She led me into the tent, which was guarded by two young mages with weak mana signatures. I gauged them both to be no more than crest-bearers. The pulse, through the act of drawing out all a mage’s mana from their core, had impacted the stronger mages more than the weaker ones.
Inside, the tent held nothing but a single fold-out cot. Seris, once Scythe of Sehz-Clar, was sitting up in the cot, her back supported by several rolled blankets. Dark rings surrounded her eyes, and her cheeks were porcelain pale. Her retainer, Cylrit, sat on the ground beside the tent, his head reclined against the thick fabric wall, eyes shut. Both gave off weak, shuddering auras.
I would have been surprised to find them in such good condition, considering Dragoth, but a handful of empty vials in the grass beside the cot explained it: elixirs, and potent ones by the residue remaining.
Seris’s eyes flickered open as we entered.
I gave her an appraising look. “You look a far sight better than your contemporary, Dragoth. Dead as a doornail.”
Seris’s eyes closed as if dragged down by a heavy weight. “A pitiful end for a pitiful man.” Her eyes opened again, and she gave me a sharp look. “What were you doing anywhere near Dragoth?”
I chuckled and withdrew the shard of carved crystal: the storage crystal from a recording artifact. “The people need proof that Agrona’s really gone. If my intelligence is correct, this crystal contains just such proof.”
“Some good news today,” Caera said under her breath. “But how did you get this?”
Seris leaned forward, staring into the crystalline structure as if she could read its contents through sheer will alone. “It’s from a mobile recording artifact.” Her brows rose slightly. “From Dicathen. But the images will be mana locked. They require a specific sequence of applied mana—sometimes even from only certain people—to access.”
I felt my expression sour. “You were a bloody Scythe. Are you saying that you can’t use this?”
Seris was silent a moment, and her disapproval hung heavy in the air despite her backlash. “I might be able to break the lock…once I’ve had time to recover.”

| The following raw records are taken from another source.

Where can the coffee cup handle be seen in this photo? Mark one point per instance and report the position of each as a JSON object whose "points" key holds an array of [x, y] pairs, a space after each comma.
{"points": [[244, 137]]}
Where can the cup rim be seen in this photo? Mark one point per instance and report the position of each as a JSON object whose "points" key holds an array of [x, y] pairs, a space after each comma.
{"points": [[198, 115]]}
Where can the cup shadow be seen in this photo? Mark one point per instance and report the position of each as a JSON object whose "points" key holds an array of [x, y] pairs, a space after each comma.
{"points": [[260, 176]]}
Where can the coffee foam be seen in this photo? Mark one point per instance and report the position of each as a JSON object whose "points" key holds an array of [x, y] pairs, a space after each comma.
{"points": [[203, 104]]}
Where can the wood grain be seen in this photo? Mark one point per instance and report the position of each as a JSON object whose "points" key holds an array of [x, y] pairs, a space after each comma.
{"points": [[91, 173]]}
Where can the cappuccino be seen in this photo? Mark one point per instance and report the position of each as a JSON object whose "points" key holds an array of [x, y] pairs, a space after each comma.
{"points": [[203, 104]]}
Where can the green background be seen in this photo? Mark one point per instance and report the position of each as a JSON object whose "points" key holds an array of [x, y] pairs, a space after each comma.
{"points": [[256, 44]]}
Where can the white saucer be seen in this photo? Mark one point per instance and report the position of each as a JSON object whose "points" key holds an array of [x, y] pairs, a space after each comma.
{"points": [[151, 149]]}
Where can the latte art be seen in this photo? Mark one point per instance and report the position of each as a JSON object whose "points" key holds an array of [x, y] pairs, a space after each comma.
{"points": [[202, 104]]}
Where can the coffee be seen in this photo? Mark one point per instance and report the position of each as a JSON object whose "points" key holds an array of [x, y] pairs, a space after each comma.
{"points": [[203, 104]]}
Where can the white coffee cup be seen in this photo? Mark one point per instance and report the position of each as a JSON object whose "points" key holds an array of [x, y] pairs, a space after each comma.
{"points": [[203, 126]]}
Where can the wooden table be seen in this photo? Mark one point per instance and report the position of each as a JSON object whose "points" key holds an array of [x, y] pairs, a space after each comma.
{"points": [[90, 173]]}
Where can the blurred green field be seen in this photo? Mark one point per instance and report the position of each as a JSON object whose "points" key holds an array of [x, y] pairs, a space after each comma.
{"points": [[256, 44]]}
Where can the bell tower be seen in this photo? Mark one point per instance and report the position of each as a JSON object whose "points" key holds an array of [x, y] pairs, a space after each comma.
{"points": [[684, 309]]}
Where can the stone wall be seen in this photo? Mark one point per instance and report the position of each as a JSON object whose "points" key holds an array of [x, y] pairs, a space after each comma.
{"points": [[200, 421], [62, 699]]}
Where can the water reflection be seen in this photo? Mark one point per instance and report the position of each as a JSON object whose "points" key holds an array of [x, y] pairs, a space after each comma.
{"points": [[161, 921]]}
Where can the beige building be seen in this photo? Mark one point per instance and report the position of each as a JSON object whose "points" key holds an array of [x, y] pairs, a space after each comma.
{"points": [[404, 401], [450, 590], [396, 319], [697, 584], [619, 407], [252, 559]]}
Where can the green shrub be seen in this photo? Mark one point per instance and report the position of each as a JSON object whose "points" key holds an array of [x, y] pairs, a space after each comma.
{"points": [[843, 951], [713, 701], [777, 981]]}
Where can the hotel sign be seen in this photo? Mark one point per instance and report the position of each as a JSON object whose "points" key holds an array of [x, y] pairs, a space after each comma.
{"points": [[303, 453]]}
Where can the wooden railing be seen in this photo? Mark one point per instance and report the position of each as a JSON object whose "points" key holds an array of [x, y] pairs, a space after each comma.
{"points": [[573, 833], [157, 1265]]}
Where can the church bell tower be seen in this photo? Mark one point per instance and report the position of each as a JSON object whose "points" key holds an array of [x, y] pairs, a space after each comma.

I picked dried blood out of my beard and flicked it into the grass. “Speaking of…I don’t suppose you have any idea what in the abyss that was, do you?”
Seris sighed and eased back again, closing her eyes. “Several theories, but they’d likely do more harm than good if I shared them now.” She waved a hand as if clearing away cobwebs. “I need time to think.”
“We should let Seris rest,” Caera said, putting a hand on my arm, about to lead me out.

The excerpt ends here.